Statalist The Stata Listserver


[Date Prev][Date Next][Thread Prev][Thread Next][Date index][Thread index]

st: RE: ok to include the denominator of ratio dep var as an independent var too?


From   "Nick Cox" <[email protected]>
To   <[email protected]>
Subject   st: RE: ok to include the denominator of ratio dep var as an independent var too?
Date   Thu, 25 Jan 2007 14:18:27 -0000

This is a tricky area. I don't have a definitive answer. 

There is a substantial literature on these problems, under
headings like inbuilt or spurious or ratio correlation, going back 
at least to Karl Pearson. I would 
do a literature search using those headings. The references
I am aware of are in fields like hydrology or geology, so the journals
or texts may not be easily accessible to you and the examples may be 
difficult to map on to your territory. 

Some papers are indeed scary in making warnings like your questioner,
usually with more detail however.
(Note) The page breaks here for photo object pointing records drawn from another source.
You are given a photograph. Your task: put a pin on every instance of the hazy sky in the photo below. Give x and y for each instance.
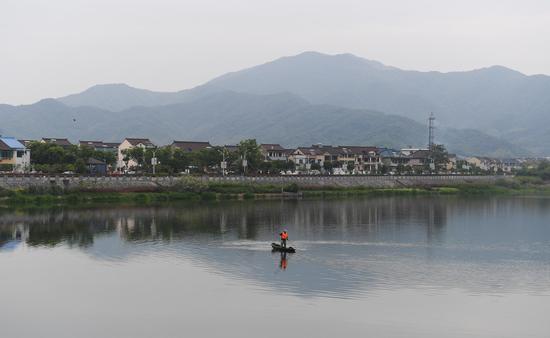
(50, 48)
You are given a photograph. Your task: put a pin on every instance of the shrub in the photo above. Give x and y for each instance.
(190, 184)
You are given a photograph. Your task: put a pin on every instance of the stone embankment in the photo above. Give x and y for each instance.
(130, 183)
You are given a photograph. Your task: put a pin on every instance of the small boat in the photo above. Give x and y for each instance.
(279, 247)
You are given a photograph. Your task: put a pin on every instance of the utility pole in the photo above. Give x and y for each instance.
(431, 129)
(223, 164)
(245, 163)
(154, 161)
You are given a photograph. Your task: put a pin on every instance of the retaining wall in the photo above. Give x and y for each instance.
(129, 183)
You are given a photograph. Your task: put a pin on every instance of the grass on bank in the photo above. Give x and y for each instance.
(192, 189)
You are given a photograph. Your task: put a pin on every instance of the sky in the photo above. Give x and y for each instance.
(52, 48)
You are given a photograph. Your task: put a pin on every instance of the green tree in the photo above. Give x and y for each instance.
(249, 150)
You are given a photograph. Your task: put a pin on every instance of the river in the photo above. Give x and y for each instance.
(379, 267)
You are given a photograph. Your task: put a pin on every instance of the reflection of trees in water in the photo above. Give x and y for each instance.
(243, 220)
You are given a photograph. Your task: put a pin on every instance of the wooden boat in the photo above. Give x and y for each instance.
(279, 247)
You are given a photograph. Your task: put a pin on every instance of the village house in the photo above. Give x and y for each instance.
(274, 152)
(100, 145)
(62, 142)
(510, 165)
(191, 146)
(419, 158)
(304, 157)
(391, 159)
(483, 163)
(130, 143)
(96, 167)
(365, 159)
(14, 156)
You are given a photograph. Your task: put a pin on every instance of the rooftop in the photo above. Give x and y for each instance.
(191, 145)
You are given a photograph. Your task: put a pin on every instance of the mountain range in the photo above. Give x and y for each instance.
(312, 98)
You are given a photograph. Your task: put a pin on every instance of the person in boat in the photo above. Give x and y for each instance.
(283, 262)
(284, 238)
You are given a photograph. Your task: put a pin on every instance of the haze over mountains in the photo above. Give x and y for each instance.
(312, 98)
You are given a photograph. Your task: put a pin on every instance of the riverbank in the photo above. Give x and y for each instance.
(196, 190)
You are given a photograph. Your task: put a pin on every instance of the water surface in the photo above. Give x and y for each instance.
(379, 267)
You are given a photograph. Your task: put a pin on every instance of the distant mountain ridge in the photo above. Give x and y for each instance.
(507, 113)
(227, 117)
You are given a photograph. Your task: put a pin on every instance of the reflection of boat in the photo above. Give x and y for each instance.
(278, 247)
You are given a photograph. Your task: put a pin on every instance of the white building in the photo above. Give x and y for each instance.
(130, 143)
(14, 154)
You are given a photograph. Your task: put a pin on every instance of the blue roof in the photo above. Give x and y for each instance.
(12, 142)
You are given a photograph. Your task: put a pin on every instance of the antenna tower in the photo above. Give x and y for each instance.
(431, 129)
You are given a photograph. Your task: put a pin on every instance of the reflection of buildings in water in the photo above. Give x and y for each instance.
(369, 218)
(15, 233)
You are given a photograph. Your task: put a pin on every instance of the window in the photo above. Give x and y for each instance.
(5, 154)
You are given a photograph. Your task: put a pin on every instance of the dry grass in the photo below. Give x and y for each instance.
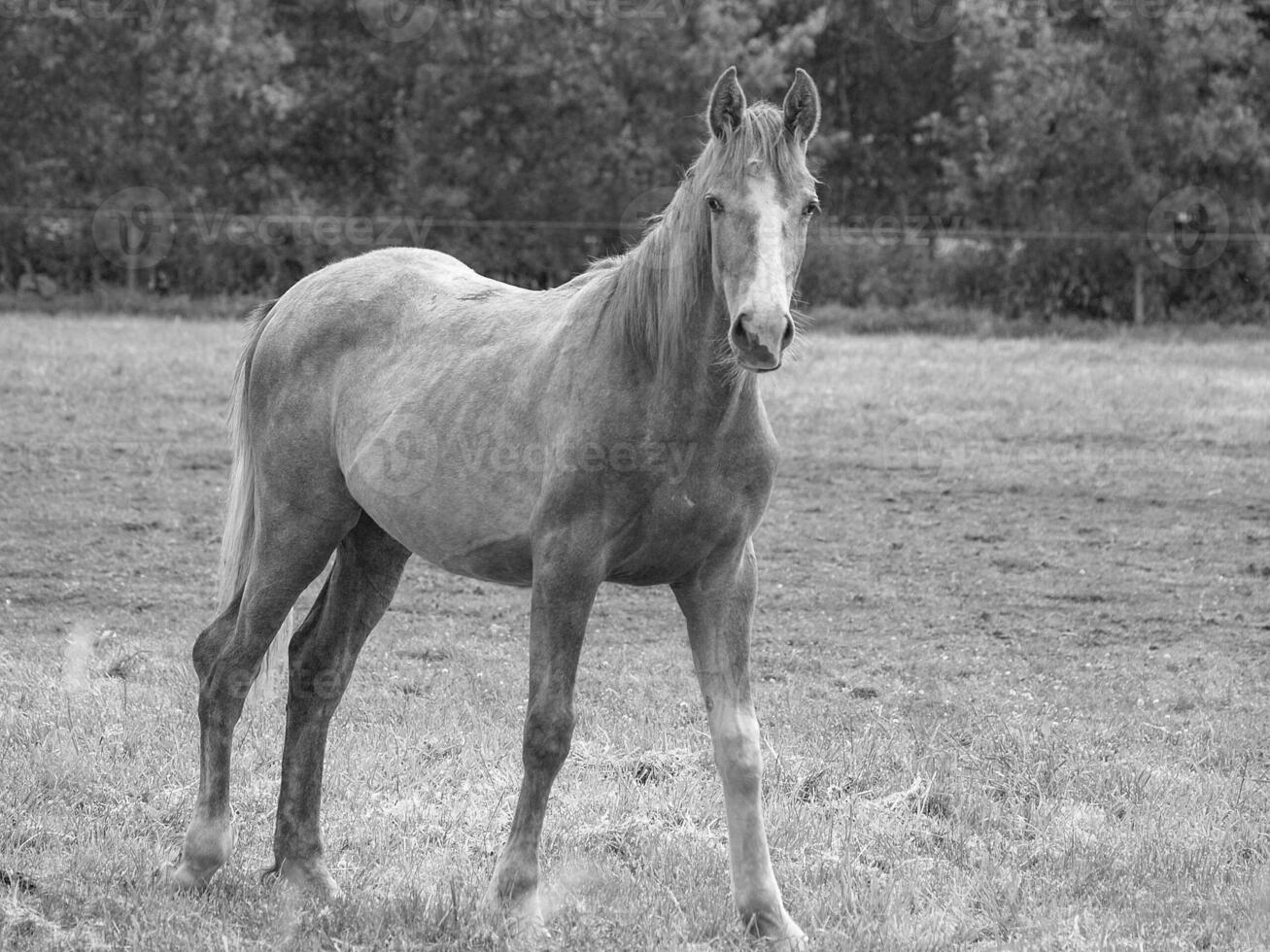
(1012, 655)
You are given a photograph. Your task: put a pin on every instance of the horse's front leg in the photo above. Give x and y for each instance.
(561, 604)
(718, 605)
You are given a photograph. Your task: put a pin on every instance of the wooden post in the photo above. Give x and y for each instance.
(1140, 307)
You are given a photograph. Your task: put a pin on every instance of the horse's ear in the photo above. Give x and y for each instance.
(802, 108)
(727, 104)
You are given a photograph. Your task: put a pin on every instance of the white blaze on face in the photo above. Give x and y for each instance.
(760, 311)
(768, 290)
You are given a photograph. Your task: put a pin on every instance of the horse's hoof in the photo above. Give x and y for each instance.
(793, 940)
(309, 876)
(181, 876)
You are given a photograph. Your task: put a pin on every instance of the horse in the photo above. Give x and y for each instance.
(630, 446)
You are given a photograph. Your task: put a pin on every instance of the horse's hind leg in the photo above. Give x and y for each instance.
(368, 565)
(286, 555)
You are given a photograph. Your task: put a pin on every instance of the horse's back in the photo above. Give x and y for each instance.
(406, 377)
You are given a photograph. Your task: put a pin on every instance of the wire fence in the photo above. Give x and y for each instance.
(1189, 248)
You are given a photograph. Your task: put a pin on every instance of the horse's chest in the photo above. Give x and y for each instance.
(681, 525)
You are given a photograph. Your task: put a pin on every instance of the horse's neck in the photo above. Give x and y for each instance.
(691, 382)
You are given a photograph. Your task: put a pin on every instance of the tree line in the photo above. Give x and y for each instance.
(1104, 157)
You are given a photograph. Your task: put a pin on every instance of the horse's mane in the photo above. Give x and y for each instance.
(667, 277)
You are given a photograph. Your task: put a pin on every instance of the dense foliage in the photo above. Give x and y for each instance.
(1104, 157)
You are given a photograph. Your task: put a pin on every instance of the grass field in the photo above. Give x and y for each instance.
(1013, 646)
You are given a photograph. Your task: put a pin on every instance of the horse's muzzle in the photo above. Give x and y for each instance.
(760, 343)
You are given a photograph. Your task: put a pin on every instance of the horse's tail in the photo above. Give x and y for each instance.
(239, 533)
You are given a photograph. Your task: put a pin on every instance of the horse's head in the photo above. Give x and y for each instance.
(755, 182)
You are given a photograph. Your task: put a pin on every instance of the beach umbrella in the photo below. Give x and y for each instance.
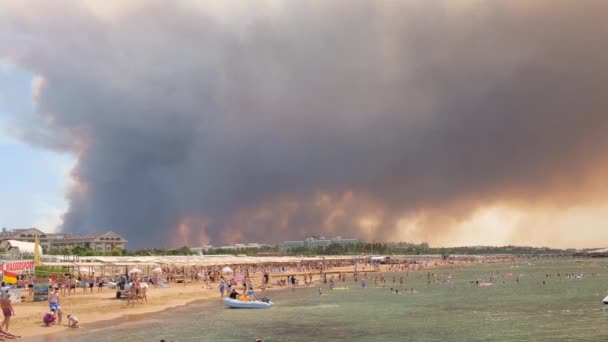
(134, 271)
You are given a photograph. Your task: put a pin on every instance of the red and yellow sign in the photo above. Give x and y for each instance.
(9, 277)
(18, 266)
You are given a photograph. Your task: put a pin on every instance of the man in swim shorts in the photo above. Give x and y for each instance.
(54, 300)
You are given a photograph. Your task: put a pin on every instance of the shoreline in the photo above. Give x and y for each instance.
(99, 311)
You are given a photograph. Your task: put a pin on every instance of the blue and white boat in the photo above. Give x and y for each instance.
(241, 304)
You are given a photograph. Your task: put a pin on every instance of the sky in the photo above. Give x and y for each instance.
(34, 180)
(455, 122)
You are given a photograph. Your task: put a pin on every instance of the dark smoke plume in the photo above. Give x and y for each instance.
(198, 123)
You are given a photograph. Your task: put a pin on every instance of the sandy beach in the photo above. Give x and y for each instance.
(98, 307)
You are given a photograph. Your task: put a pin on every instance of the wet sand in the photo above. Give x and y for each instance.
(103, 309)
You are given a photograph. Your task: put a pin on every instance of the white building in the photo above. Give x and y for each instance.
(18, 248)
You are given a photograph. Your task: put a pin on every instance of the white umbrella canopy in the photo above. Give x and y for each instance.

But the main examples are
often of toy problems not like yours. Here is one salutary game: 

. set obs 100
obs was 0, now 100

. gen x = uniform()

. gen y = uniform()

. gen z = uniform()

. gen yx = y/x

. gen zx = z/x

. scatter yx zx

. corr yx zx
(obs=100)

             |       yx       zx
-------------+------------------
          yx |   1.0000
          zx |   0.6744   1.0000

Many people in the social sciences would be very happy 
to get a R-sq of 45%. Well, you don't need data at all; 
you can do it by taking ratios of random numbers. 

More to the point: 

. corr yx x
(obs=100)

             |       yx        x
-------------+------------------
          yx |   1.0000
           x |  -0.6172   1.0000

So you should be worried -- but you can get a handle
on these problems by simulation, or perhaps bootstrapping. 
Naturally sampling from distributions more relevant to
your data than the uniform is advisable. 

I think it's pretty clear that you need to be gearing 
your analysis to the research question and try to keep the 
statistical issues secondary. What's most evident from your 
details is that your two models are quite different and so
I would expect that to be echoed in results. 

One strategy might be to explain y/x as far as you can
in terms of variables other than x; and then to look
at the residuals from that model against x to see whether
structure is being missed. That would be a defence against
the charge that the same variable appears on both sides. 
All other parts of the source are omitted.